溜息交じりに席に着くと、なんだか急に体に緊張感が解けて、全身に余計な重力みたいな負荷が掛かっているようになってしまった。

「一息入れよっか。コーヒー淹れてくるね?」

「はい。あ、えと、うん、ありがと・・・」

それから暫く、お湯の沸く音、コーヒー豆を挽くコリコリという音、ドリップにお湯を注ぐコポポポ・・・。という音がして・・・なんだか・・・・眠くなってしまいそう、というか、本当にコーヒーの香りって、フワリとして・・・・気持ちが緩まっていく・・・。

よく眠気覚ましに飲むって言われるけど、そういうのだけじゃないよね・・・。

なんか心に寄り添うような安心感を感じるな・・・。

喫茶店にいるのに今このフロアにいるのは私一人で、﨑野君のコーヒーの香りに包まれている。他の音は何もしないし、すごく特別な世界にいる。

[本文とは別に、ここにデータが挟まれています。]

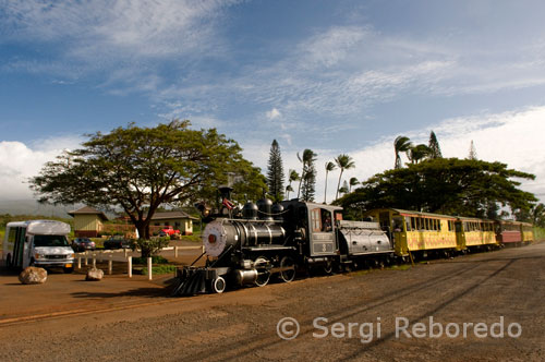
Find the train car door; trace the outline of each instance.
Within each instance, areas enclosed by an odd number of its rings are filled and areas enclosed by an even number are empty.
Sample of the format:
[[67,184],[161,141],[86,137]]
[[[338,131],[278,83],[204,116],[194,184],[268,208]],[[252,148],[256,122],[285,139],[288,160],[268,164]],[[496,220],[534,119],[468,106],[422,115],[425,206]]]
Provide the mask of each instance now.
[[311,256],[332,255],[336,253],[331,210],[315,207],[311,217]]
[[11,265],[23,267],[26,228],[13,227],[9,230],[9,241],[13,244]]

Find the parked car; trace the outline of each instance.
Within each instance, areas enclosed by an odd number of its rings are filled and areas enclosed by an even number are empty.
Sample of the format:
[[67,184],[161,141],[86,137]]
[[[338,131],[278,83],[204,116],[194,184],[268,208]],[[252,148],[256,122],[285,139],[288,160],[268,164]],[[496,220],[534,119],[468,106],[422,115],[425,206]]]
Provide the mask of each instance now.
[[75,252],[84,252],[86,250],[95,250],[96,245],[89,238],[75,238],[72,240],[72,249]]
[[132,244],[132,240],[123,237],[111,237],[104,242],[104,249],[131,249]]

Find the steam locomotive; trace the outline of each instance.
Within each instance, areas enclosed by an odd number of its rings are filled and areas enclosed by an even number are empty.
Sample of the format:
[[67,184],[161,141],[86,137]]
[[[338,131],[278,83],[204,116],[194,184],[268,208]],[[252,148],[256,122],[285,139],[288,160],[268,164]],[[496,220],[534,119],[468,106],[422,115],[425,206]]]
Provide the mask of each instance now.
[[206,266],[179,268],[174,295],[263,287],[271,277],[290,282],[301,269],[329,274],[334,267],[350,269],[395,256],[391,238],[378,222],[342,220],[341,207],[299,200],[272,204],[264,197],[238,209],[229,202],[232,189],[220,192],[219,212],[197,206],[207,222],[201,255]]

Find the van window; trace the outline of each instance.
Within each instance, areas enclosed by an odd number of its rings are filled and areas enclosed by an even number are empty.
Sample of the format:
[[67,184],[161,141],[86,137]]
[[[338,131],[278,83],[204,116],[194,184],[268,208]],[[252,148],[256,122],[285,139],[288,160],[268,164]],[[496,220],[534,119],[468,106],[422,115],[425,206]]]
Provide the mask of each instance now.
[[34,246],[70,246],[64,236],[34,236]]

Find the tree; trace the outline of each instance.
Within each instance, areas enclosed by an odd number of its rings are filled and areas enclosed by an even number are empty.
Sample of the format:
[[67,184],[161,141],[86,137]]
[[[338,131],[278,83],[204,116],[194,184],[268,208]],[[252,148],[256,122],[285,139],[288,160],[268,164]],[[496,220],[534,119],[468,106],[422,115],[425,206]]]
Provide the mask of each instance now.
[[314,166],[314,161],[316,160],[316,154],[312,150],[306,148],[303,150],[303,156],[299,156],[298,153],[298,159],[301,164],[303,164],[303,170],[301,171],[301,178],[299,179],[299,189],[298,189],[298,198],[301,195],[301,184],[303,181],[306,180],[306,173],[311,170],[311,165]]
[[348,192],[352,192],[352,186],[360,184],[360,181],[358,181],[356,178],[350,178],[348,184],[349,184]]
[[412,143],[409,141],[409,137],[398,136],[396,141],[393,141],[393,150],[396,153],[396,164],[393,165],[393,168],[401,168],[401,157],[399,156],[399,153],[408,153],[411,148]]
[[352,210],[396,207],[485,217],[497,204],[513,210],[529,209],[536,198],[518,189],[517,180],[534,178],[500,162],[428,159],[377,173],[337,204]]
[[290,170],[290,178],[289,178],[289,184],[286,186],[286,198],[290,198],[290,192],[293,191],[293,188],[291,186],[292,182],[296,182],[300,180],[299,173],[295,170]]
[[545,228],[545,205],[540,203],[532,209],[532,224]]
[[293,188],[291,186],[291,184],[286,186],[286,200],[290,198],[290,192],[292,192],[292,191],[293,191]]
[[215,129],[191,130],[189,121],[155,128],[131,123],[87,136],[81,149],[46,164],[31,188],[41,202],[122,208],[143,239],[149,238],[161,204],[214,198],[228,174],[238,174],[237,189],[251,196],[266,186],[237,142]]
[[283,194],[283,166],[282,156],[280,155],[280,147],[276,140],[272,141],[270,146],[270,155],[267,170],[267,185],[269,194],[276,202],[282,201]]
[[476,149],[475,149],[475,144],[473,143],[473,140],[471,140],[471,145],[470,145],[470,154],[468,155],[468,159],[476,160]]
[[421,160],[429,157],[431,155],[432,155],[432,149],[424,144],[416,145],[414,147],[411,147],[411,149],[409,149],[409,159],[411,160],[411,164],[417,164]]
[[342,178],[342,172],[344,170],[354,168],[355,164],[352,160],[352,157],[350,157],[349,155],[346,155],[346,154],[341,154],[341,155],[337,156],[337,158],[335,159],[335,164],[337,164],[337,167],[341,170],[339,173],[339,182],[337,183],[337,193],[335,195],[335,198],[337,200],[337,198],[339,198],[339,189],[340,189],[340,181]]
[[348,194],[350,192],[350,188],[348,185],[347,180],[342,182],[342,188],[339,189],[340,194]]
[[301,198],[303,201],[314,201],[316,192],[316,167],[315,159],[312,159],[307,166],[303,184],[301,185]]
[[434,131],[429,133],[428,147],[431,149],[429,158],[443,158],[441,149],[439,147],[439,142],[437,141],[437,136],[435,135]]
[[335,164],[331,161],[326,162],[326,188],[324,190],[324,204],[327,204],[327,174],[335,170]]

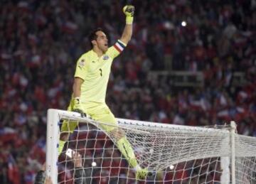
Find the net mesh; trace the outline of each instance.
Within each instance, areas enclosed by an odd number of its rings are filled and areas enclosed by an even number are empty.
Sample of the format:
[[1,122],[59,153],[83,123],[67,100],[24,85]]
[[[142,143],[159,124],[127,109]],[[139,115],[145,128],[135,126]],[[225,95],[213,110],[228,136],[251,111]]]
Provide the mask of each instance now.
[[[135,178],[135,171],[117,148],[117,134],[105,132],[92,120],[60,116],[77,123],[58,161],[58,183],[231,183],[229,126],[190,127],[118,120],[140,166],[151,175]],[[79,122],[79,124],[78,124]],[[256,139],[236,134],[236,183],[256,183]],[[65,152],[82,155],[82,172]]]

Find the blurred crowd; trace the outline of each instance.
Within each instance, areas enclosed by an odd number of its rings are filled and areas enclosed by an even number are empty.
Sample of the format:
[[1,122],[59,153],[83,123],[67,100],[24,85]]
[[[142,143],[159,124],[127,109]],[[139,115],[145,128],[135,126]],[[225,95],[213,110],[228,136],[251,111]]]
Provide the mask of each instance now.
[[[125,1],[0,2],[0,183],[33,183],[45,161],[46,112],[65,109],[92,29],[122,33]],[[112,65],[107,104],[117,117],[191,126],[235,120],[256,136],[256,1],[133,1],[132,40]],[[173,70],[202,87],[171,85]],[[235,72],[246,82],[232,85]]]

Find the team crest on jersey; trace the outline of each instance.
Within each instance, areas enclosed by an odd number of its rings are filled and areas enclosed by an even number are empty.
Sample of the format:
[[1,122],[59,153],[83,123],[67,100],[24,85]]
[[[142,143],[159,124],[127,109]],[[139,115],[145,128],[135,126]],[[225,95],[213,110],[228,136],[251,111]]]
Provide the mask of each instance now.
[[105,55],[103,56],[103,60],[108,60],[109,58],[110,58],[110,57],[107,55]]
[[85,60],[84,59],[81,60],[79,63],[78,63],[78,65],[80,67],[84,67],[85,65]]

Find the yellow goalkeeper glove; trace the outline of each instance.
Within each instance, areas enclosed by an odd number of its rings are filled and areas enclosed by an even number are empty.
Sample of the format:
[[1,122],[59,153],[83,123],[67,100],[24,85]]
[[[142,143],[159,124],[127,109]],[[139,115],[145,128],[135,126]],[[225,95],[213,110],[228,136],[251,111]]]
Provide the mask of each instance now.
[[73,112],[78,112],[81,114],[82,117],[86,117],[86,114],[82,111],[81,104],[80,102],[80,97],[75,97],[74,99],[74,106],[73,108]]
[[126,23],[132,24],[133,22],[133,16],[135,8],[132,5],[127,5],[123,8],[123,12],[126,16]]

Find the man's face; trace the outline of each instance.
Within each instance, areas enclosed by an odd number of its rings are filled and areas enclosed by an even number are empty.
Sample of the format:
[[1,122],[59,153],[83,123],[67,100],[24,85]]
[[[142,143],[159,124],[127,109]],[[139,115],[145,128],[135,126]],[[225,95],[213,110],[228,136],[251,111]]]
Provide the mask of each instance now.
[[95,41],[96,45],[100,48],[100,50],[102,50],[105,53],[107,52],[108,49],[108,44],[107,44],[107,38],[105,33],[104,33],[101,31],[98,31],[96,32],[97,39]]

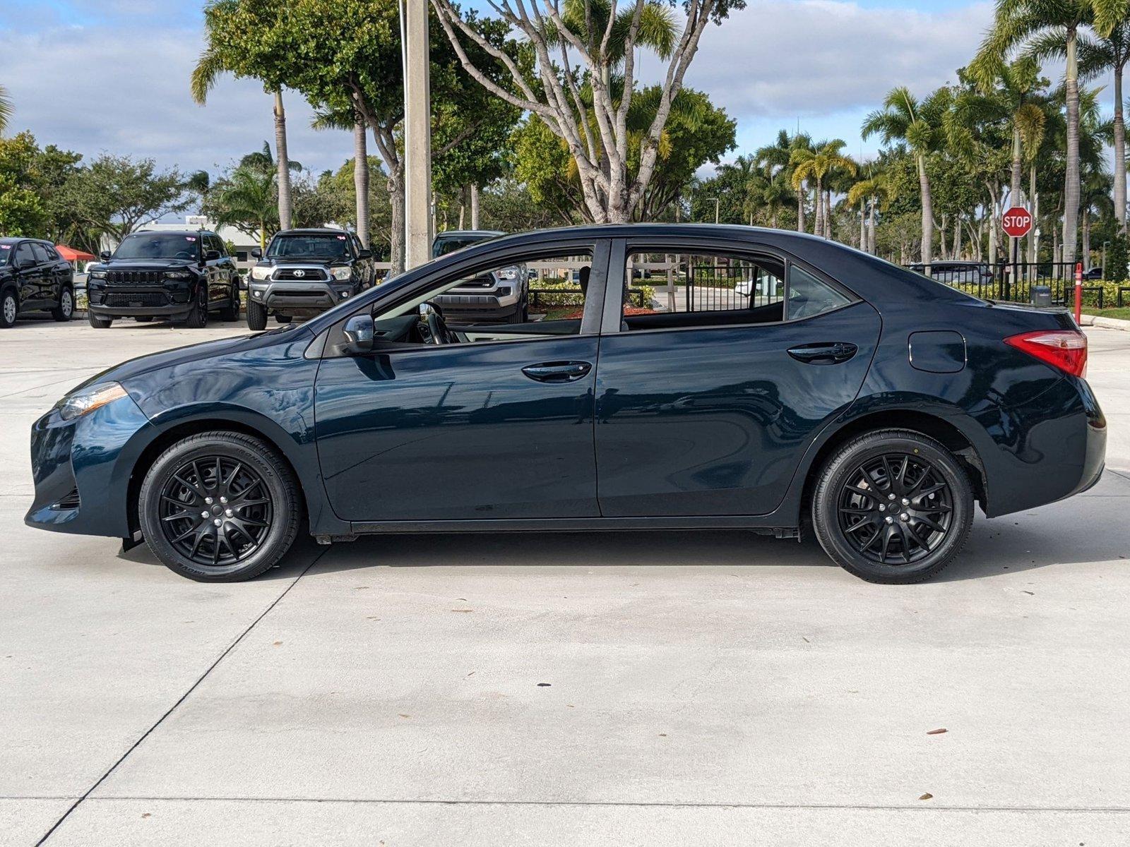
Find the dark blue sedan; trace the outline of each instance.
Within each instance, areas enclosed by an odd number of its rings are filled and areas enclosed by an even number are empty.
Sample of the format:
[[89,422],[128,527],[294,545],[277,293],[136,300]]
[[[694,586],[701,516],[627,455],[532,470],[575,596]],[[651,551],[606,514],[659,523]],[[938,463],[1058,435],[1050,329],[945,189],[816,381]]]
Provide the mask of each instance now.
[[[496,296],[476,285],[519,264],[528,322],[444,321],[441,295]],[[851,573],[915,582],[974,500],[994,517],[1098,480],[1086,360],[1066,312],[810,236],[530,233],[78,386],[34,426],[27,523],[144,540],[202,580],[263,573],[301,530],[810,527]]]

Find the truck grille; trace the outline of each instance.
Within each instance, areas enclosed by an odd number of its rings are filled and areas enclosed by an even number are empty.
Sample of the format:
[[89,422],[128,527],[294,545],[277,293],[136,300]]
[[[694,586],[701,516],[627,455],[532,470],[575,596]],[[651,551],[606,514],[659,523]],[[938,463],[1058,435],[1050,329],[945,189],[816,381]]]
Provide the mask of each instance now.
[[325,271],[318,268],[278,268],[275,270],[275,279],[295,282],[324,282],[329,277],[325,276]]
[[104,300],[106,306],[167,306],[168,297],[163,294],[107,294]]
[[158,285],[163,278],[162,271],[106,271],[107,282]]

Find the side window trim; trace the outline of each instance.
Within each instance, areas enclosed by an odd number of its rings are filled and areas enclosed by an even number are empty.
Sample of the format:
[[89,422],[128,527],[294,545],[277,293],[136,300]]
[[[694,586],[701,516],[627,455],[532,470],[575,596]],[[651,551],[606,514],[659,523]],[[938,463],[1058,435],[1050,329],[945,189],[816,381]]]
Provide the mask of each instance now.
[[[772,257],[775,257],[776,260],[779,260],[784,265],[784,279],[781,280],[781,283],[782,283],[783,290],[784,290],[784,295],[783,295],[783,299],[782,299],[782,313],[781,313],[782,320],[780,320],[780,321],[772,321],[772,322],[753,322],[753,323],[728,324],[728,326],[731,328],[731,329],[732,328],[737,328],[737,326],[779,326],[781,324],[786,324],[786,323],[800,323],[802,321],[811,320],[812,317],[819,317],[820,315],[828,315],[828,314],[832,314],[833,312],[838,312],[842,308],[847,308],[850,306],[854,306],[855,304],[862,302],[862,298],[859,295],[857,295],[854,291],[851,291],[847,288],[845,288],[837,280],[834,280],[831,277],[828,277],[828,274],[824,273],[824,271],[822,271],[819,268],[815,268],[811,264],[809,264],[809,263],[807,263],[807,262],[805,262],[802,260],[797,260],[791,253],[786,253],[784,251],[777,250],[775,247],[771,247],[771,246],[765,245],[765,244],[749,245],[749,244],[732,243],[732,242],[723,243],[723,242],[706,241],[703,244],[699,244],[697,246],[690,246],[687,242],[677,242],[675,244],[659,245],[659,244],[655,244],[654,242],[647,241],[647,239],[640,239],[640,241],[631,241],[629,242],[629,239],[627,239],[627,238],[618,238],[616,241],[620,245],[620,254],[619,254],[618,259],[614,254],[614,256],[612,256],[614,261],[609,263],[609,278],[611,278],[612,273],[617,272],[617,271],[614,271],[614,269],[619,269],[618,272],[619,272],[621,279],[624,280],[624,283],[620,285],[619,287],[616,287],[616,286],[609,286],[608,287],[608,295],[606,297],[606,303],[605,303],[605,320],[602,322],[602,329],[601,329],[601,334],[602,335],[610,335],[610,334],[624,331],[623,326],[621,326],[621,321],[623,321],[623,316],[624,316],[624,294],[625,294],[625,289],[631,283],[631,280],[627,279],[627,257],[628,257],[628,255],[634,255],[635,253],[643,253],[643,252],[649,252],[649,251],[650,252],[671,253],[671,254],[694,253],[694,252],[704,253],[704,252],[709,251],[709,252],[712,252],[712,253],[724,253],[727,255],[738,255],[738,256],[746,255],[746,256],[749,256],[751,261],[756,261],[757,255],[762,254],[762,255],[772,256]],[[844,295],[847,298],[847,302],[845,304],[843,304],[842,306],[837,306],[836,308],[828,309],[827,312],[820,312],[818,315],[809,315],[808,317],[800,317],[800,318],[789,320],[789,316],[788,316],[788,309],[789,309],[789,277],[790,277],[789,271],[790,271],[790,268],[793,264],[796,264],[798,268],[800,268],[801,270],[806,271],[807,273],[810,273],[818,281],[820,281],[820,282],[829,286],[833,290],[838,291],[840,294]],[[634,333],[644,333],[644,332],[647,332],[647,333],[651,333],[651,332],[686,332],[688,330],[712,330],[712,329],[724,329],[724,328],[721,328],[721,326],[657,326],[654,329],[646,329],[646,330],[629,330],[629,332],[634,332]]]

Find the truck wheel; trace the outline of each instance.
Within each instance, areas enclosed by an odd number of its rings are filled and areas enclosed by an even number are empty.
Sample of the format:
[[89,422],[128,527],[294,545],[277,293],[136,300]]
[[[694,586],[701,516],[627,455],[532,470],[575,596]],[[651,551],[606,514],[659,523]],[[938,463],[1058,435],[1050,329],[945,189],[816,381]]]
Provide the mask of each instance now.
[[56,321],[69,321],[75,315],[75,295],[70,288],[64,288],[59,295],[59,305],[51,309],[51,316]]
[[240,320],[240,286],[236,282],[232,283],[232,291],[229,294],[229,299],[226,306],[220,309],[219,313],[220,321],[238,321]]
[[200,294],[197,295],[197,302],[192,306],[192,311],[189,312],[188,318],[184,321],[184,325],[190,330],[202,330],[208,325],[208,288],[207,286],[200,286]]
[[8,329],[16,323],[16,315],[19,314],[19,302],[16,292],[8,289],[0,295],[0,326]]
[[254,300],[247,300],[247,329],[267,329],[267,306]]

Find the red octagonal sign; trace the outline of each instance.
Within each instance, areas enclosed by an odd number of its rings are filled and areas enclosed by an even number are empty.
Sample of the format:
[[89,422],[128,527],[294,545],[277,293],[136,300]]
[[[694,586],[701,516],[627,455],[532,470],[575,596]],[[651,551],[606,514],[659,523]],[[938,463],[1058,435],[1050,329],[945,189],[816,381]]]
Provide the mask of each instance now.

本当にすぐ目の前に駅があって、帰りを急ぐ人達もいて・・・。

私は椅子の二人分のスペースに、ほんのちょっとだけこの空間に溶けていたくて、まるで自分の部屋のベッドの様に静かに体をのせた。

「いいな・・・」

それだけしか言いようのない時間だった。

コト。

と﨑野君が二杯のコーヒーを持ってきてくれた。

「大丈夫?」

そんな優しい声と共に﨑野君も向かいの席に座った。

「この時間が、僕も好きなんだ・・・」

ポツリと雨の一滴みたいに言う。

私は頭だけ﨑野君に向けて、視界に﨑野君を入れてみる。

すると、﨑野君も同じように椅子に背中をくっつけるようにして、ただぼんやりとして目は開いていても何も捉えていないような・・・そんなにいつも疲れていたんだね、﨑野君。

こういうのをなんていうんだろうな・・・。弱っている、疲れている、休んでる。そんな時間を二人だけで過ごす事ができる相手がいる。一緒にいる。

本当にただそれだけ。

・・・なんか、今ならいいのかな・・・。

「ねえ、亘」

どうしても、そう言いたかった。

もしかしたら、ずっと我慢していたのかもしれない。

“亘”はすー、と頭を向けて、

「なあに、鐘」

と応えてくれた。

そっか。

同じだったんだ。ずっと・・・同じだったんだ。

「やっと、普通に言えた気がする・・・」

「私も、そうだよ・・・」

「この方が、呼びやすいな・・・いまさらだけどね」

「おんなじ」

「学校じゃダメかな」

「そんなの考えなくてもいいんじゃない」

「そっか」

「うん」

「コーヒー、飲む?」

「うん。一緒に飲も」

「うん」

それから二人で同じコーヒーを飲みながら、一緒に外をただ見ていた。

話とか、言葉とか、何もかもが、この時間には勝てない気がした。

ただ二人きり。

そんな時間は今までも幾らでもあった。けど、お互いに弱ってる姿とか許してしまって

いるのは本当にこれが初めてだろう。

二人とも気兼ねなくいる、それが出来る心地よさ。

温かい亘のコーヒーは私にとってなによりのご馳走のようだった。

世界中探しても、私がこうしていられるのは亘がいる場所だけだろう。

それはきっと亘も同じだ。

お互いがその場所を作っていて、その場所に相手だけがいる。

満たされるとか、幸せだとか、時間とか、それすら超えて過ごすだけ。

それが「二人きり」。

ただ、それだけの感覚しかない。

そうして、コツ,コツ、コツ・・・。

とお店の時計だけが、時間を在るものだと肯定し続けていた。

その時計は随分と長い間頑張っていたが、私達には届いていなかった。

確かめたくて、私はこう言った。

「亘とだけだね」

亘は外から自分の視界を切り離して、

「うん、鐘だけだよ」

お互いコーヒーを一口飲んでから、

「マスターは、今いないんだよね?」

「さっきの仕入れはまだ当分かかるね。だから僕と鐘はお留守番」

「接客の仕方は?」

「マスターが帰るまで、おあずけということで。今はこうしていたい」

そういって亘はコーヒーを飲み干した。

そんな亘だけを見たら、私の本能の全てが亘に向けられて、私の全身が亘だけしかいなくなって、私が動いていた。亘・・・と。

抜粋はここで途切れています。